Che I Feel Fine (firmata Lennon-Mc Cartney), con il suo tipico riff di chitarra, abbia a suo modo caratterizzato il sound dei Beatles e di molta della musica degli anni ’60 è oramai un fatto pressoché sdoganato.

Oggigiorno è consuetudine sentire chitarre dal suono distorto, ma quando il 26 novembre del 1964 uscì questo singolo la stampa lo identificò come somigliante al suono di un rasoio. Oggi sappiamo che quel suono, così distintivo, nacque però per puro caso.

Durante una breve pausa tra una registrazione e l’altra John (Lennon), con la sua chitarra a volume non abbassato, passo troppo vicino all’amplificatore dando il via a quello che in gergo viene chiamato feedback. A quanto pare quel tipico suono fece accendere la famosa lampadina a qualcuno nello studio di registrazione perché si decise di usare proprio l’effetto Larsen nella registrazione del pezzo.

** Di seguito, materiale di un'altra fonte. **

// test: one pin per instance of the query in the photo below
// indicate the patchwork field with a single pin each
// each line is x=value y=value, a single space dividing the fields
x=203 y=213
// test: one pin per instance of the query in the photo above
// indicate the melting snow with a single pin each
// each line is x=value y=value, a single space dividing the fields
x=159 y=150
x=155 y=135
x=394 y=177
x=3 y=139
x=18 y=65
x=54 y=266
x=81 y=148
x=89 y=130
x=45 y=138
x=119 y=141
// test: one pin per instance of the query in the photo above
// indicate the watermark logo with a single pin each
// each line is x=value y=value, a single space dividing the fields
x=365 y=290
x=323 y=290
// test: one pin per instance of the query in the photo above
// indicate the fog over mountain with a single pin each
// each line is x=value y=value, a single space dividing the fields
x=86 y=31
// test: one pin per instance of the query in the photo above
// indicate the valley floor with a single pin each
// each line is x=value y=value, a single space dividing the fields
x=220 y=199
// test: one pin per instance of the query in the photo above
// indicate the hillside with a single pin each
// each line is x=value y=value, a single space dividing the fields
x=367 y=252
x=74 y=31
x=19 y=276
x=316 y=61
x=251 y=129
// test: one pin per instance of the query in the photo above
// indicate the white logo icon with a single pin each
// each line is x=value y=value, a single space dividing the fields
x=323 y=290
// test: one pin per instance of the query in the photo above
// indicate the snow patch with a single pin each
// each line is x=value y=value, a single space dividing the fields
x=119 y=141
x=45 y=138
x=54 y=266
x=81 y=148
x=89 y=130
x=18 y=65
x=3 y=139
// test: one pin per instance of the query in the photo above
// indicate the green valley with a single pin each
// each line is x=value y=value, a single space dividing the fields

A proposito di I Feel Fine, il buon George Harrison prima di morire confessò che per la realizzazione del brano si erano ispirati ad una canzone di Bobby Parker. La canzone in questione è Watch Your Step, scritta ed incisa dal chitarrista di colore Bobby Parker aka Robert Lee Parker (1937-2013) – artista nato a Lafayette (Louisiana) ma cresciuto a Los Angeles – che a sua volta aveva preso l’ispirazione da Manteca di Dizzie Gillespie e da What’s I Say di Ray Charles.

Bobby Parker and the Blues Knight Band


Watch Your Step venne incisa o interpretata dal vivo da molti artisti come lo Spencer David Group, Dr Feelgood, Adam Faith, Steve Mariott. Tra coloro che eseguirono il brano live, nel 1961 e 1962, troviamo anche gli stessi Beatles.

I Fab Four rimasero così affascinati da quel riff che ne fecero I Feel Fine, singolo pubblicato in Inghilterra dalla Parlophone (R 5200) e con retro She’s A Woman.